The learning and teaching methods are as follows:
- Lectures, which are recorded and disseminated as captured content
- Guided learning
Indicated Lecture Hours (which may also include seminars, tutorials, workshops and other contact time) are approximate and may include in-class tests where one or more of these are an assessment on the module. In-class tests are scheduled/organised separately to taught content and will be published on to student personal timetables, where they apply to taken modules, as soon as they are finalised by central administration. This will usually be after the initial publication of the teaching timetable for the relevant semester.
Upon accessing the reading list, please search for the module using the module code: ECOM047
In line with the University's curriculum framework, the School of Economics is committed to developing graduates with strengths in Employability, Digital Capabilities, Global and Cultural Capabilities, Sustainability and Resourcefulness and Resilience. This module is designed to allow students to develop knowledge, skills, and capabilities in the following areas:
Students in this module will learn how to use software packages Matlab and Dynare to carry out numerical solution and simulation of DSGE models.
This module will provide students with skills for placement at Central Banks, Investment Banks and Academia. The material covers research methods at the frontier of macroeconomic policy. Lecture and class sessions are designed to go over practical exercises and provide students with the opportunity to apply their knowledge to real-life examples used in the sector.

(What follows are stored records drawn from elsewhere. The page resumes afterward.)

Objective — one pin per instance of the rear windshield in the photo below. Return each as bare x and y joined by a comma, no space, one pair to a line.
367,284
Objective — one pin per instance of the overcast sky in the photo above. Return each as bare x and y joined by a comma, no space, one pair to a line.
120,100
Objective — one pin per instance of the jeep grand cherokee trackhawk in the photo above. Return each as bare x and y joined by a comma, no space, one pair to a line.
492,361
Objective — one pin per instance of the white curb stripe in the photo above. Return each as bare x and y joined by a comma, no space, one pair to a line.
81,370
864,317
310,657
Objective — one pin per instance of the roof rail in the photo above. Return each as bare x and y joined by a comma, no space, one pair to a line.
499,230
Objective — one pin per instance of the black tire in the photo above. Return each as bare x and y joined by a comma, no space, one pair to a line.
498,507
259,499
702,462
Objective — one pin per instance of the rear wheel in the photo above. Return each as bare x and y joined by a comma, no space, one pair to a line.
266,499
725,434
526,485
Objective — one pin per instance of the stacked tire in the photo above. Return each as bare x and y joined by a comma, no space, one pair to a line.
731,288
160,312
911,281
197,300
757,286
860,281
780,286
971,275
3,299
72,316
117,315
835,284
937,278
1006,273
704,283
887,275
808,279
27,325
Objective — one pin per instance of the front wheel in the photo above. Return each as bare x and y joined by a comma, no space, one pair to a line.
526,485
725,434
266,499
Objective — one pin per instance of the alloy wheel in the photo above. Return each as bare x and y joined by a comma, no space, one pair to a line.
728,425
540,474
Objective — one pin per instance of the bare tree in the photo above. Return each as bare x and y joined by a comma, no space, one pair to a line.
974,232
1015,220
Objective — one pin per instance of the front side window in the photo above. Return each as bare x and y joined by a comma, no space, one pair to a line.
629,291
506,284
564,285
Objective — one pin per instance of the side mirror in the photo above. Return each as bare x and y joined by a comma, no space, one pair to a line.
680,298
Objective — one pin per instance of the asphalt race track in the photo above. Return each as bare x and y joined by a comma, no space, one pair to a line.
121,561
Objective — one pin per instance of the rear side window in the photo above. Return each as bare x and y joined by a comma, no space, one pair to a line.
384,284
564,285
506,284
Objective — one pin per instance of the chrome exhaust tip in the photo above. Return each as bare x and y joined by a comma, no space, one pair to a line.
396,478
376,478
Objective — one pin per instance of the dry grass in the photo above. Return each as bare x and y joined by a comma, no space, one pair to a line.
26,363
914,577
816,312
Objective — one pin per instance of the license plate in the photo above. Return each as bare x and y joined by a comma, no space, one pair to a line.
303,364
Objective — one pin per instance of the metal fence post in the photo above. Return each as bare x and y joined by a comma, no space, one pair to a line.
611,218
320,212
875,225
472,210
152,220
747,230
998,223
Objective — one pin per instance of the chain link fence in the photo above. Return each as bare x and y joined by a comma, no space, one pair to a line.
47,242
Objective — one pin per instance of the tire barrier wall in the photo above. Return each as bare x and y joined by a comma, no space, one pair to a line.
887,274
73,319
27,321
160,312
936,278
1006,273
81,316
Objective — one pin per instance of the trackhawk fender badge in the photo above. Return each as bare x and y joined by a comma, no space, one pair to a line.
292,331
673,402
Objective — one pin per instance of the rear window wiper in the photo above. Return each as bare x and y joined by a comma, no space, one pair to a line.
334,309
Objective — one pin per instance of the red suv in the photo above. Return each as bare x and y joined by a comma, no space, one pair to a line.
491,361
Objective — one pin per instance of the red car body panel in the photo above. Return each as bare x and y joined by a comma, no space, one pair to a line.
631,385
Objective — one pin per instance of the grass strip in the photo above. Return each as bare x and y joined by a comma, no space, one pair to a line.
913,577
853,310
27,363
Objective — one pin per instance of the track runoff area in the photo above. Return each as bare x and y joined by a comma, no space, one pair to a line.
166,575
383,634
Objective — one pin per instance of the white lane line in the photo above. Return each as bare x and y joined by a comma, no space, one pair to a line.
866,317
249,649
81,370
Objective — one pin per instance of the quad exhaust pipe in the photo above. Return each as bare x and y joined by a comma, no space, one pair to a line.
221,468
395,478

Programmes this module appears in
|Economics MSc||2||Compulsory||A weighted aggregate mark of 50% is required to pass the module|
|Economics (International Economics) MSc||2||Optional||A weighted aggregate mark of 50% is required to pass the module|
|Economics (Macroeconomics and Financial Markets) MSc||2||Compulsory||A weighted aggregate mark of 50% is required to pass the module|
Please note that the information detailed within this record is accurate at the time of publishing and may be subject to change. This record contains information for the most up to date version of the programme / module for the 2022/3 academic year.